4.2.1 Overeenkomsten in de toegevoegde waarde Bijna alle deelnemers en leidinggevenden van de onderzochte leergangen benoemen drie dezelfde factoren die volgens hen een toegevoegde waarde opleveren voor het individu (zie figuur 4.2 ter illustratie). Deze factoren zijn Meer netwerken, Meer samenwerken en Bekender met Achmea thema’s. Opvallend genoeg worden deze factoren ook door meerdere participanten benoemd van de overige klantgroepen. In deze paragraaf wordt de samenhang tussen de drie factoren en de leergangen uitgelegd en onderbouwd. Dit wordt gedaan per factor. Opvallend is dat de onderzoeker niet specifiek heeft gevraagd naar deze factoren, maar dat de participanten de factoren zelf hebben benoemd. The Match
De Nieuwe Manager
Change Meer netwerken Meer samenwerken Bekender met Achmea thema’s Figuur 4.2 Overeenkomsten in de toegevoegde waarde van de leergangen
Meer netwerken Samenvatting Zes participanten van de klantengroep deelnemers en leidinggevenden benoemen Meer netwerken als een toegevoegde waarde van de leergang die de deelnemers hebben gevolgd. Zij geven aan dat alle deelnemers van leergangen uit Achmea afkomstig zijn en uit verschillende teams en divisies. Dit leidt volgens hen tot Meer netwerken. Onderbouwing Een deelnemer van Change geeft bijvoorbeeld aan ‘Dat is het voordeel dat je een interne opleiding hebt. Dat je collega’s van andere divisies leert kennen’. (11) Dat de participanten Meer netwerken
-33-
belangrijk vinden blijkt ook uit het volgende citaat van een leidinggevende (The Match): ‘De voordelen ervan zijn dat je je netwerk vergroot’. (2) Op de vraag wat de participanten dan precies als voordelen zien van het netwerken, komt naar voren dat door te netwerken er veel meer contact ontstaat tussen collega’s over afdelingen heen. Dit leidt volgens hen tot meer verbinding tussen afdelingen. Een participant geeft als voorbeeld dat hij netwerken erg belangrijk vindt, omdat volgens hem Achmea nog redelijk verzuild is: Ik vind het binnen Achmea nog redelijk verzuild. Er zijn nog redelijke kolommen. Mensen die precies weten hoe het werkt binnen hun eigen afdeling, maar die nog te weinig totaal overzicht hebben. Ik denk dat dit wel een van de manieren is om daar aan bij te dragen om over de grenzen te werken. Dat doe je onder andere door dit soort dingen. (6)

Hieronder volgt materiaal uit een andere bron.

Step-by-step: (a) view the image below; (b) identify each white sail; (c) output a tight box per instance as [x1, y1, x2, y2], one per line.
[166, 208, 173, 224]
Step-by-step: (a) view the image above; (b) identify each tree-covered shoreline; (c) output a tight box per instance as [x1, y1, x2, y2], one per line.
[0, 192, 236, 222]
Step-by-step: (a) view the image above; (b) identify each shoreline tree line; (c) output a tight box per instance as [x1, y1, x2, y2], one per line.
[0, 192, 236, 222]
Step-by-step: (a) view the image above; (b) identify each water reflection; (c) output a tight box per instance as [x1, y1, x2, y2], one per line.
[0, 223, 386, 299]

Opvallend is dat deze participant tegelijk aangeeft dat hij netwerken niet ziet als het doel van de Academy: ‘Ik denk dat het een bijvangst is om zomaar te zeggen’. (6) Aansluitend vinden sommige participanten een voordeel van netwerken dat je collega’s van andere divisies en disciplines betrekt bij problemen waar je als deelnemer tegenaan loopt. Een leidinggevende zegt hier het volgende over: En het is ook wel goed om even buiten je club te stappen en met een heel andere groep. Ik denk dat dat ook wel nuttig is. Dat je ook hele andere collega’s binnen Achmea ontmoet die feitelijk uit hele andere disciplines ook tegen dezelfde soort dingen aanlopen. (4)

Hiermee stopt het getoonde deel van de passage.